Tag 1 in Island.

Es ist 21:58 Uhr. Ich sitze hier in unserem Hotelzimmer und versuche mit “beer nuts” meinen hungrigen Magen zu stopfen. Nach vielen, vielen Kilometern – genauer gesagt 538, die meisten davon über kurvenreiche Schotterstraßen – sind wir endlich angekommen in Þingeyri einem kleinen Örtchen in den isländischen Westfjorden. Einem Ort, der 250 Einwohner hat und in dem man kurz vor 22 Uhr nichts mehr Essbares findet.

Tag 1 startete heute mit einem bewölkten Himmel und kühlen 12 Grad. Für hiesige Verhältnisse garnicht mal so schlecht. Nach dem Frühstück ging es im Zwiebellook los. Merinoshirt, Softshelljacke, Wind- und Regenmantel. Eine Wollmütze für den Kopf, Wandersocken und Lederboots für die Füße. Jeanshose. Wir wussten, dass das Wetter in Island launisch ist und von jetzt auf gleich umschlagen kann. Allerdings hatten wir eine weite Strecke vor uns und würden die meiste Zeit des Tages im Auto verbringen.

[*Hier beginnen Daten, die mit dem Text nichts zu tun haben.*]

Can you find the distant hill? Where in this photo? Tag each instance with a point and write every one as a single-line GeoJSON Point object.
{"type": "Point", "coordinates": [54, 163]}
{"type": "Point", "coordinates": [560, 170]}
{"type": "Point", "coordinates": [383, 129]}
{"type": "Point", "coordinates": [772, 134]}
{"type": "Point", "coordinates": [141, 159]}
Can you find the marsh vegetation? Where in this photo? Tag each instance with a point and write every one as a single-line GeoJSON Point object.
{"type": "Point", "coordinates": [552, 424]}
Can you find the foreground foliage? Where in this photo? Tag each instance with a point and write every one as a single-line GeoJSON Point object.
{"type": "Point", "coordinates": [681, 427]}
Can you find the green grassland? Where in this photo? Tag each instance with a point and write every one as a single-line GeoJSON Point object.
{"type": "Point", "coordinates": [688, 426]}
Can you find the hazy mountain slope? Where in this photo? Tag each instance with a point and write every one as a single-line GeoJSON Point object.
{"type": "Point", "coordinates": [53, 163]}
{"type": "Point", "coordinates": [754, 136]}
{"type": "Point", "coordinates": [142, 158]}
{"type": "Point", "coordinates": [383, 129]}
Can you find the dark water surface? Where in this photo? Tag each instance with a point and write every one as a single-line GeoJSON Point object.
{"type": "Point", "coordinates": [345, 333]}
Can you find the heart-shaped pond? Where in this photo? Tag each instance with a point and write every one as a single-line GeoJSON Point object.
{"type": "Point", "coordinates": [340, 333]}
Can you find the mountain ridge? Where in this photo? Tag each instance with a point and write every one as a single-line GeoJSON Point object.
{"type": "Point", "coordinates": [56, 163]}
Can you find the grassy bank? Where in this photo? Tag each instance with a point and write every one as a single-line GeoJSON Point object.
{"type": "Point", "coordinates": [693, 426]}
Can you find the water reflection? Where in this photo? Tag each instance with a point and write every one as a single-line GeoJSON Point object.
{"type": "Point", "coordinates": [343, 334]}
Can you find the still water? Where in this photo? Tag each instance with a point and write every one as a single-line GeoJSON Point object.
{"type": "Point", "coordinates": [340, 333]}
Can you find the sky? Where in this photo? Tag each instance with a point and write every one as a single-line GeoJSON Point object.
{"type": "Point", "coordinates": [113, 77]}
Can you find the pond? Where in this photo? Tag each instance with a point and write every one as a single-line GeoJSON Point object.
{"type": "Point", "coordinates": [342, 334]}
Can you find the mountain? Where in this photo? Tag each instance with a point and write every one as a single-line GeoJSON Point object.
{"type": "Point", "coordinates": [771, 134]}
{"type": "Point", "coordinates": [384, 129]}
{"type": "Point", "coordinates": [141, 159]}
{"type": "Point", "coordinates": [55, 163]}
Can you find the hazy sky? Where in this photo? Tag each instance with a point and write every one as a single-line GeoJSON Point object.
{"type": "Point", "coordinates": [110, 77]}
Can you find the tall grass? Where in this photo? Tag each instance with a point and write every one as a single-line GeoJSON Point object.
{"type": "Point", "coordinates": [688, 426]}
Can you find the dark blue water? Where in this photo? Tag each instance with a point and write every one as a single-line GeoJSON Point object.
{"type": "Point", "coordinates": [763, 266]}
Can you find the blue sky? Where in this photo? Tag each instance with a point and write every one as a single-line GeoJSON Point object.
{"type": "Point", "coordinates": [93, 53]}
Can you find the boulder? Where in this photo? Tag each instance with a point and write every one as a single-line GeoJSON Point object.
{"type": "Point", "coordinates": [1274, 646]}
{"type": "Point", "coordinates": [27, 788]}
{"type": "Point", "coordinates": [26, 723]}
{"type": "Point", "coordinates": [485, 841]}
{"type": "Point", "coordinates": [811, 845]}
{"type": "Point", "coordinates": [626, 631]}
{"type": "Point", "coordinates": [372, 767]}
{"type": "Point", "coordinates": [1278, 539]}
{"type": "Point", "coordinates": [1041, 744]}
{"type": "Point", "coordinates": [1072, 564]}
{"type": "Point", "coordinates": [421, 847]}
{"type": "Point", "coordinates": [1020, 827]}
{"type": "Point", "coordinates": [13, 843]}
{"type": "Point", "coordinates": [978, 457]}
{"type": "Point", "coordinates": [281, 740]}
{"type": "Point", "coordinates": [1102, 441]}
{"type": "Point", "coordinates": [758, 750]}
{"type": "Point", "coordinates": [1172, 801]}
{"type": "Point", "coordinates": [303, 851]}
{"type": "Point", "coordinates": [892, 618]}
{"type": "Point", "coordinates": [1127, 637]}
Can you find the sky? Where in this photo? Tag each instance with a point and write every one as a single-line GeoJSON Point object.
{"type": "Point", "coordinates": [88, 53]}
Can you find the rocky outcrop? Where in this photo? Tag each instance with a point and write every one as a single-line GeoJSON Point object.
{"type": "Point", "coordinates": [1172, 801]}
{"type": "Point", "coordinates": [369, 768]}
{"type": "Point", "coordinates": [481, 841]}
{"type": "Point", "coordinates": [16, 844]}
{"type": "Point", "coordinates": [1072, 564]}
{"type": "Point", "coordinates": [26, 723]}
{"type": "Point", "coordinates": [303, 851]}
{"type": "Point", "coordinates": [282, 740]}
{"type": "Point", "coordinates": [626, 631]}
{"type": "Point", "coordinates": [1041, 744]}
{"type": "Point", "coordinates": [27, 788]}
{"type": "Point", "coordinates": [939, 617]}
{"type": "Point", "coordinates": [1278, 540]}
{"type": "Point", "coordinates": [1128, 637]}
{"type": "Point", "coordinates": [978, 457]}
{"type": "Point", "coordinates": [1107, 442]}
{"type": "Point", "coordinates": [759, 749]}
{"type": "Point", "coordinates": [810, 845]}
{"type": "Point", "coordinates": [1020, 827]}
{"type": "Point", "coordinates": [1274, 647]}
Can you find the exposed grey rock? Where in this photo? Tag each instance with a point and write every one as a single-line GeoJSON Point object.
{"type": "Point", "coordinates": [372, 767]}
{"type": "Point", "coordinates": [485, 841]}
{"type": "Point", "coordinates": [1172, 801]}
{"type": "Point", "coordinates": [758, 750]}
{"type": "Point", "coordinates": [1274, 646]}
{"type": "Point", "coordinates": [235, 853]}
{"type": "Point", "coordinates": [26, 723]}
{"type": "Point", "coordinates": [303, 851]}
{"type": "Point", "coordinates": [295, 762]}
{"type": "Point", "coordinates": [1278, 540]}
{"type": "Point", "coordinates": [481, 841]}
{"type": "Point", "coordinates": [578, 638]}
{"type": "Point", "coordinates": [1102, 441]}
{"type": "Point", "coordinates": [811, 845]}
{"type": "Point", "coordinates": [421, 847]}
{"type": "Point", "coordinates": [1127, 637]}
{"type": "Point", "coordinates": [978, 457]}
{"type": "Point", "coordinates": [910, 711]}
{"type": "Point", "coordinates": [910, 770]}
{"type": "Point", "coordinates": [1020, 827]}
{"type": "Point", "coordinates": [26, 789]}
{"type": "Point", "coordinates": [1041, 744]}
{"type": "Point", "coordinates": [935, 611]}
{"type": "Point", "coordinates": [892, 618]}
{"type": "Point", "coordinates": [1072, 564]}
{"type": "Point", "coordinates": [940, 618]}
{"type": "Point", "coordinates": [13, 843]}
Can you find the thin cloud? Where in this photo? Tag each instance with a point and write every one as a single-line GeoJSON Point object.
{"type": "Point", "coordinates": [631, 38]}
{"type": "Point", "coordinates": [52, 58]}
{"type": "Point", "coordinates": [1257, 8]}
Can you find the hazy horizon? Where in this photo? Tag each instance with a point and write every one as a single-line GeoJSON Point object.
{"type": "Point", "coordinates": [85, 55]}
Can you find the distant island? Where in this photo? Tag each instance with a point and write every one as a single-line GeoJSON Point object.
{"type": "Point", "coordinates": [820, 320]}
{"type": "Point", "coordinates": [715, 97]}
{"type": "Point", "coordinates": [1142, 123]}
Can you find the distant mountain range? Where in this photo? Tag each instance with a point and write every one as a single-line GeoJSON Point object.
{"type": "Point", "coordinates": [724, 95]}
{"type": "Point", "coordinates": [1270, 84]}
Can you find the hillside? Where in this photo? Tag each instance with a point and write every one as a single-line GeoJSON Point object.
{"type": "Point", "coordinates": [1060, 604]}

Vulkakrater Grábrók im Westen Islands.

 

Auf dem Weg von Hraunsnef – hier hatten wir gestern nach der späten Ankunft einen Zwischenstopp für die Nacht eingelegt – nach Þingeyri hatten wir ursprünglich keinen Umweg eingeplant. Doch die Snæfellsnes Halbinsel lockte uns und wir beschlossen, einen kleinen Abstecher dorthin zu machen. Sie lag ja schließlich auf dem Weg. Je mehr wir uns näherten, desto dichter wurde die Wolkendecke. Trotz der gelegentlichen Regenschauer hatten wir einen tollen Ausblick und entdeckten kleine Wasserfälle, auf der Straße umherlaufende Schafe und gewaltige Berglandschaften. Am Ende der Halbinsel wollten wir uns die beiden Orte Arnarstapi und Hellnar ansehen, die beide über einen 2,5 Kilometer langen Küstenweg miteinander verbunden sind. Obwohl es etwas regnete, stiegen wir aus unserem kleinen roten Ford Fiesta aus. Und kamen mit klitschnassen Jeanshosen wieder zurück. Denn es stürmte, regnete in Strömen und hörte einfach nicht mehr auf. Die Regenhosen lagen im Auto. Ja, da lagen sie gut. Und vor allem warm und trocken.

Den Weg nach Hellnar legten wir dann mit dem Auto zurück, von hier aus wollten wir am Berg Kirkjufell vorbei Richtung Westfjorde. Doch es kam anders. Als wir schließlich unser Hotel als letztes Ziel des Tages ins TomTom eingaben, wurde uns klar, dass wir nicht nur das isländische Wetter, sondern auch das Straßennetz unterschätzt hatten. Wir sollten zurück zu unserem Hotel in Hraunsnef, um dort die asphaltierte Straße Richtung Þingeyri zu nehmen. Eine andere Route gab es laut Navi nicht. Aus dem Abstecher sollte also ein riesiger Umweg werden. Um nicht noch mehr Zeit zu verlieren, packten wir die Island Karte aus und fuhren einfach drauf los. Bei Regen, Wind und letztendlich auch absoluter Dunkelheit durchquerten wir die Berge der Westfjorde. Dank der unbefestigten Straßen und unzähligen Schlaglöchern rumpelte das Auto ununterbrochen, obwohl wir teilweise nur mit 20km/h unterwegs waren.

Nach 11 Stunden – inklusive kurzer Pausen und Sightseeing-Stopps – kamen wir endlich an. Geschüttelt… und nicht gerührt.